平成2066

「セールス・プロモーション戦略の影響」

小野寺 宏

 

値引きの効果

 内的参照価格は過去に観察してきた価格に基づいて形成されるので、当然のことであるが値引きなどのセールス・プロモーションの影響を受ける。販売価格は内的参照価格よりも低ければ割安に感じられるが、高ければ割高に感じられるので、消費者に割安感を生じさせるためには、内的参照価格はできるだけ高い水準であることが望ましい。

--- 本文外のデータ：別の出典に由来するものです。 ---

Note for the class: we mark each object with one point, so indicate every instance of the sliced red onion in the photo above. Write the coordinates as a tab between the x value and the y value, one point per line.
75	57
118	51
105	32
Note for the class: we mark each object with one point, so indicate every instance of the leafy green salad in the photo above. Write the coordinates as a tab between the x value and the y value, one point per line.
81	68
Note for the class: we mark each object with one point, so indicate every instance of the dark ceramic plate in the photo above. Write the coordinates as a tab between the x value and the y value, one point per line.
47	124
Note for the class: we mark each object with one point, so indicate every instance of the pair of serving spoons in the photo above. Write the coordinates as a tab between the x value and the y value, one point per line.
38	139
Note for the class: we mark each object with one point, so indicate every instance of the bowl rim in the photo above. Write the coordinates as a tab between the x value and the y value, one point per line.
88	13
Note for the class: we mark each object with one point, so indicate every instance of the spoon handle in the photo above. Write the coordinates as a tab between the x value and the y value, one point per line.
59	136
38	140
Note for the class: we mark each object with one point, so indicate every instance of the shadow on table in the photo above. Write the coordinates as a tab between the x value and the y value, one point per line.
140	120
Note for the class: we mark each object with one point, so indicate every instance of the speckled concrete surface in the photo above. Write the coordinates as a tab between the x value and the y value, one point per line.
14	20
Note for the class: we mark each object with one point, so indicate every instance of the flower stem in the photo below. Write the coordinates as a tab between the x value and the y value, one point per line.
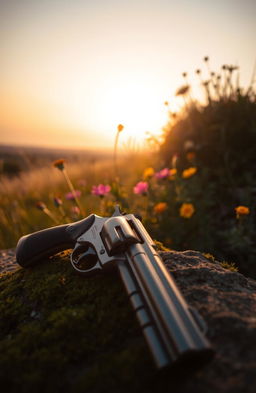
115	155
71	187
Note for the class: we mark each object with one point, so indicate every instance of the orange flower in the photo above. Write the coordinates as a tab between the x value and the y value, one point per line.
191	155
242	211
187	210
182	90
160	207
59	164
148	172
189	172
120	127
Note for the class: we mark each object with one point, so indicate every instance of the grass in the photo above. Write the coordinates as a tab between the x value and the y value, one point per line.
196	192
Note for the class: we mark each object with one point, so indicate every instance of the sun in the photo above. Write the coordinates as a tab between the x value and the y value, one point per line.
133	103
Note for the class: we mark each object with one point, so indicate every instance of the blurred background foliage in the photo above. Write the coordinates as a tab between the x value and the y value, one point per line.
195	191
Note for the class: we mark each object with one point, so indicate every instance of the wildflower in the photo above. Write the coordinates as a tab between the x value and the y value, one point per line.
187	210
189	172
57	201
188	145
59	164
82	182
73	195
101	190
148	172
173	173
191	155
174	160
75	210
182	90
163	174
141	188
41	205
160	207
242	211
120	127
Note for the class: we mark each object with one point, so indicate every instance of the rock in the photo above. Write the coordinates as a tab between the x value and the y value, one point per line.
60	331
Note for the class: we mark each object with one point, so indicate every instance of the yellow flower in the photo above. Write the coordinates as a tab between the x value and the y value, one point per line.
59	164
173	172
148	172
189	172
242	211
160	207
120	127
187	210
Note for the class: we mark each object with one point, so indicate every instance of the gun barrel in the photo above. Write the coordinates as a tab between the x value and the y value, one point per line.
170	329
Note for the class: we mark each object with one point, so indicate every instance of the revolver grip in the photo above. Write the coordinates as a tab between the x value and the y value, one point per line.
40	245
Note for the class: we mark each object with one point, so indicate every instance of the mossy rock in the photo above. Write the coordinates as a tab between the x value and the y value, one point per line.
60	332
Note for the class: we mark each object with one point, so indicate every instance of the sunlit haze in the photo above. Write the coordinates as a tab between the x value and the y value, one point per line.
71	71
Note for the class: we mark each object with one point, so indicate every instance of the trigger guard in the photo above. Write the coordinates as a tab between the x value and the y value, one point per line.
87	272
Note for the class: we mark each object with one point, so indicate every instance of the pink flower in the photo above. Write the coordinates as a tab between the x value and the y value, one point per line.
72	195
82	182
57	201
141	188
101	190
163	174
75	210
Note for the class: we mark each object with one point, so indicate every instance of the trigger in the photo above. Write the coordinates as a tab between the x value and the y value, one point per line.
85	257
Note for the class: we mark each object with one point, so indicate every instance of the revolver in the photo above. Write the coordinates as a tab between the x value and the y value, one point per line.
174	332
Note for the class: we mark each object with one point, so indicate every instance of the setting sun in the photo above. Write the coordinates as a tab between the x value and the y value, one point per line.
72	71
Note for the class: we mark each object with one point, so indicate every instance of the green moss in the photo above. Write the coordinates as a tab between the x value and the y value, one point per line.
62	332
230	266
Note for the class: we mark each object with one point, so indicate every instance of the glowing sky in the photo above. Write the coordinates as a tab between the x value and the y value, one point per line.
72	70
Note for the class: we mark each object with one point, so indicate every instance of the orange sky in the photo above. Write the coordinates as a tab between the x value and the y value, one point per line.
72	70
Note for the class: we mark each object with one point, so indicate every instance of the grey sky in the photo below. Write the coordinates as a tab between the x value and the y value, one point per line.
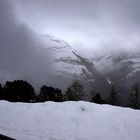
89	26
86	24
20	54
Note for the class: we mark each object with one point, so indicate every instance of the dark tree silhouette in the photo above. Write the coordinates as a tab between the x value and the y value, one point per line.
18	91
74	92
50	94
113	95
134	96
98	99
1	92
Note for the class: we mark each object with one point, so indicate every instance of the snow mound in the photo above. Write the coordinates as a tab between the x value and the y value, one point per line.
68	121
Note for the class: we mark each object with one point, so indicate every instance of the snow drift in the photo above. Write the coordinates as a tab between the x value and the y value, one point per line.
68	121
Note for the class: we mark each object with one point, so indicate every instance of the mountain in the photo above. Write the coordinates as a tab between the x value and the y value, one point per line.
98	73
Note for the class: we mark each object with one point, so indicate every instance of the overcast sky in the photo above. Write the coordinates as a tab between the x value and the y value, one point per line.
89	26
85	24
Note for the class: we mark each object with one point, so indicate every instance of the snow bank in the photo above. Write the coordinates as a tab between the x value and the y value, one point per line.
68	121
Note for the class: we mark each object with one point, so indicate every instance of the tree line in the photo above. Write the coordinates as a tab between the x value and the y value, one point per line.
23	91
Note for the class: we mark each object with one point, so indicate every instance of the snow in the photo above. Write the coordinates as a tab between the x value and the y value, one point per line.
68	121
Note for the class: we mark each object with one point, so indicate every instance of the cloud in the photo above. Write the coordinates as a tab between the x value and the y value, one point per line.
96	24
22	53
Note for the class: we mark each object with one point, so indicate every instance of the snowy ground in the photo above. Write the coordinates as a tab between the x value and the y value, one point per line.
68	121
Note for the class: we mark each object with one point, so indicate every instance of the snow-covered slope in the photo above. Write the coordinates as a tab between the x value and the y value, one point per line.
68	121
122	65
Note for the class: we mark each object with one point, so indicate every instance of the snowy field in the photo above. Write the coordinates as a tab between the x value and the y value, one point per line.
68	121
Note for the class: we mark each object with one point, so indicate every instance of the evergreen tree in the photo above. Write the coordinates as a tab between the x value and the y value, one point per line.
18	91
134	96
1	92
74	92
113	95
50	94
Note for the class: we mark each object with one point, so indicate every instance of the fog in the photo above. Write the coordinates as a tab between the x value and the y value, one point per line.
21	51
91	27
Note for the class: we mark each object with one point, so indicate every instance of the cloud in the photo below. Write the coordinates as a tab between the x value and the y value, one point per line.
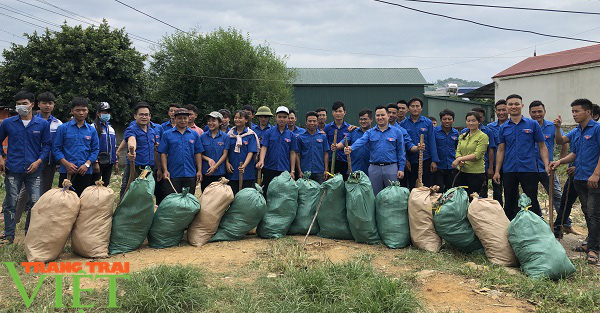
359	26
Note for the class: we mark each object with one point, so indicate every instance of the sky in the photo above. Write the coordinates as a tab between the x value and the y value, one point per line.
341	33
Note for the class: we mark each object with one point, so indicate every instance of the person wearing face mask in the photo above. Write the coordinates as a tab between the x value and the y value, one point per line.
107	140
28	149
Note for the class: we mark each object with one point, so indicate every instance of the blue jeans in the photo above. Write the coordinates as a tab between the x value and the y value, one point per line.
13	183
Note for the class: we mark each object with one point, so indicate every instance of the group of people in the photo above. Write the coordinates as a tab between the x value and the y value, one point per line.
513	150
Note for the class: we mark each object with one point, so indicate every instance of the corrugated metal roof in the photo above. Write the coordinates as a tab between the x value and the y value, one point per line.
555	60
359	76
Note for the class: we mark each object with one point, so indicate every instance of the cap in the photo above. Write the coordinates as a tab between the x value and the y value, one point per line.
263	111
282	109
215	114
103	106
182	111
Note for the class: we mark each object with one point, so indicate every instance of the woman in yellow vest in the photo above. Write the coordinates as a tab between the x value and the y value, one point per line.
472	145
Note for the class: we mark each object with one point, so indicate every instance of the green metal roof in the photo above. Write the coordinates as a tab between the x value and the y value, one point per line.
359	76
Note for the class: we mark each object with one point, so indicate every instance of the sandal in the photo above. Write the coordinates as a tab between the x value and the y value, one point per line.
6	241
592	257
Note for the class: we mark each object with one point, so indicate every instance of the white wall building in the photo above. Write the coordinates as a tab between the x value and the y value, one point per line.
556	79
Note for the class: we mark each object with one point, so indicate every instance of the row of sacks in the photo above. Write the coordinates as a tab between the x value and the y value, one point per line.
347	210
527	240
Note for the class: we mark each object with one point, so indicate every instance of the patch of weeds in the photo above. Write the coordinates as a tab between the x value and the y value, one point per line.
165	289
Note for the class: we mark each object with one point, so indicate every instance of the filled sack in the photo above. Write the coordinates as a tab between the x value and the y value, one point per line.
171	218
420	218
490	224
391	215
332	217
533	242
246	211
133	216
51	221
451	223
282	204
215	200
91	233
308	199
360	208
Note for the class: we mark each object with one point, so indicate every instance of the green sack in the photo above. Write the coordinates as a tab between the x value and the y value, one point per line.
282	204
360	208
244	214
451	223
332	219
391	215
309	193
533	242
133	216
171	218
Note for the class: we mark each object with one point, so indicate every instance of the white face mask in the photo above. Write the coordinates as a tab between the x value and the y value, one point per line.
23	109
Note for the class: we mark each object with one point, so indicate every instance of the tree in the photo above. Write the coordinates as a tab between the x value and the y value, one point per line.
96	62
221	69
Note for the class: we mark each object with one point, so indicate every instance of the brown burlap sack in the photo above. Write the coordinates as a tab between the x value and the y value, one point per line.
215	200
52	218
420	219
91	232
491	227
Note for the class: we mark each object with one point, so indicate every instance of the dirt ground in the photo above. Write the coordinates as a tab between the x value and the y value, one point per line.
440	292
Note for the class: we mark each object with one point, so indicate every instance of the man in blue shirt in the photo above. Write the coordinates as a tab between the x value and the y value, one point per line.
586	154
360	156
142	139
215	144
537	111
263	114
338	110
28	150
494	127
297	130
386	151
171	122
278	151
446	140
517	157
417	125
180	151
45	102
313	150
76	147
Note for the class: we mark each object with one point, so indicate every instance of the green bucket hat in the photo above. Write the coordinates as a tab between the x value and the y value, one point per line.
263	111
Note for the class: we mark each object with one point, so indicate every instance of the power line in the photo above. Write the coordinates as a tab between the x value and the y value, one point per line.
486	25
504	7
150	16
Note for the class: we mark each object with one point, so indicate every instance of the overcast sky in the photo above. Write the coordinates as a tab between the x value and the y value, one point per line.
362	33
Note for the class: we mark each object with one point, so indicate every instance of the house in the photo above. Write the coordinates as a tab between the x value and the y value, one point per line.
556	79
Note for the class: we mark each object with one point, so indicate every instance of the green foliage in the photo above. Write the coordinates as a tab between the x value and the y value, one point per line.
96	62
185	67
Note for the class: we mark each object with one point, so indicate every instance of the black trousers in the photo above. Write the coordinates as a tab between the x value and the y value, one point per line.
341	167
414	174
105	173
207	180
80	182
179	183
268	176
474	182
529	184
444	178
246	183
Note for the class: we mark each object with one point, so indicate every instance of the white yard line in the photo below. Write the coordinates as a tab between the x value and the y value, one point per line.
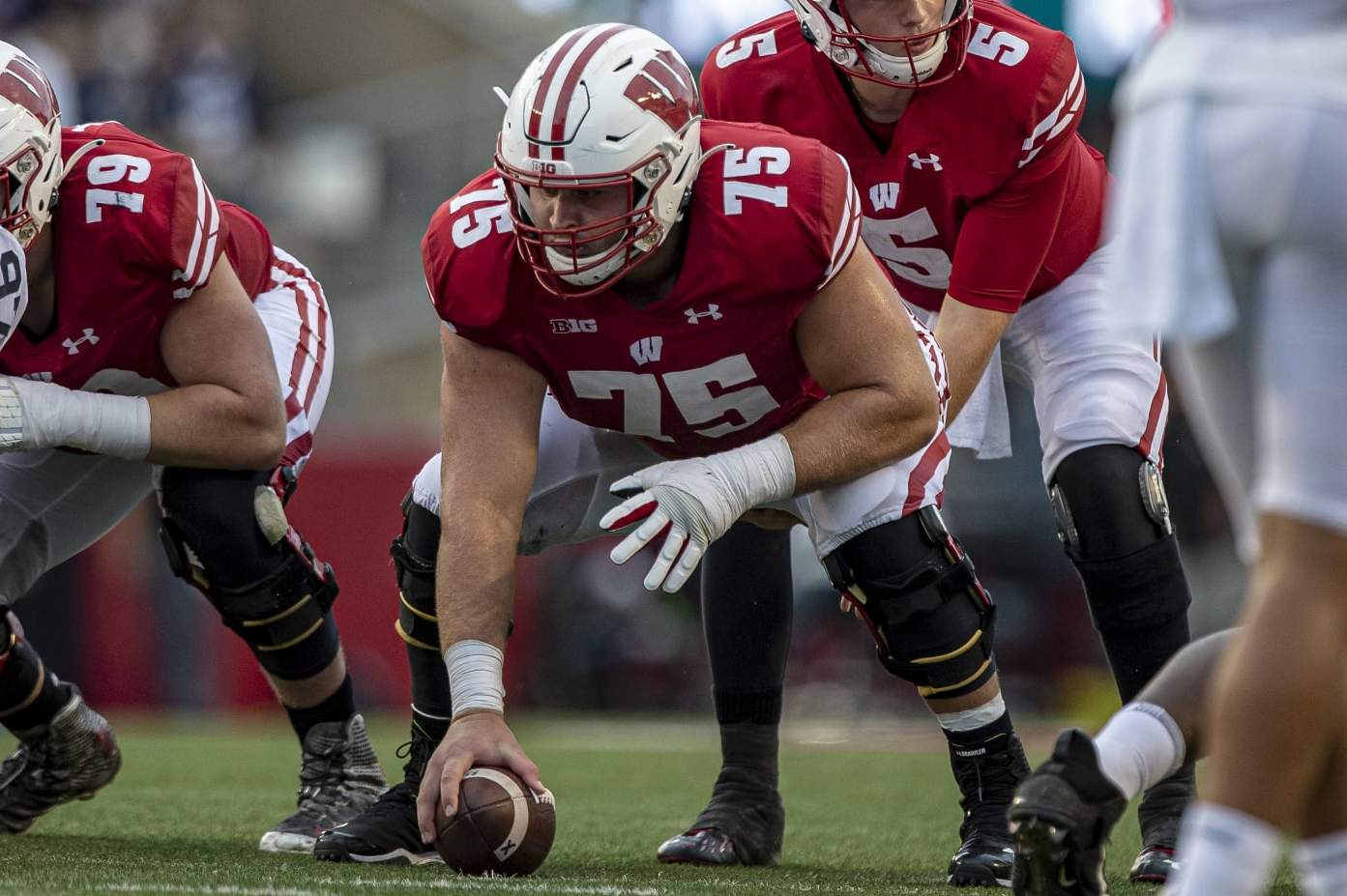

 セールス・プロモーションは消費者の購買意欲を高める手段であるが、同時に内的参照価格を下げてしまう危険性がある。短期的には売り上げが大きく増加し、効果が見られたとしても、長期的には逆効果となる可能性があるのだ。実際、値引きが終了した後のリピート購買の確立が、値引きが実施されなかった場合と比べて低くなる。したがって、セールス・プロモーションは慎重に行なう必要がある。

 

内的参照価格を低下させるプロモーション

 内的参照価格を低下させるプロモーションは、購入価格が変化する価格プロモーションである。その中でも値引きをすぐに受けられる値引きとクーポンが低下させやすい。値引きとクーポンを比べると、値引きでは値引き価格が表示されるが、クーポンでは値引き価格ではなく通常価格が表示されるので、値引き価格のほうが内的参照価格を低下させやすい。内的参照価格を下げずに購買意図を高めるという点では、おまけや増量などの非価格プロモーションのほうが優れている。価格プロモーションではキャッシュバックが優れていることになる。

 ただし、値引きも工夫次第では内的参照価格を低下させなくてすむ。たとえば、値引きに特別の理由をつける、めったに行なわれないような大きな値引きを一時的に限定して行なう、といったことは、消費者にそれらの値引きがその時だけの特別のイベントであると認識させるので、内的参照価格を変化させることはない。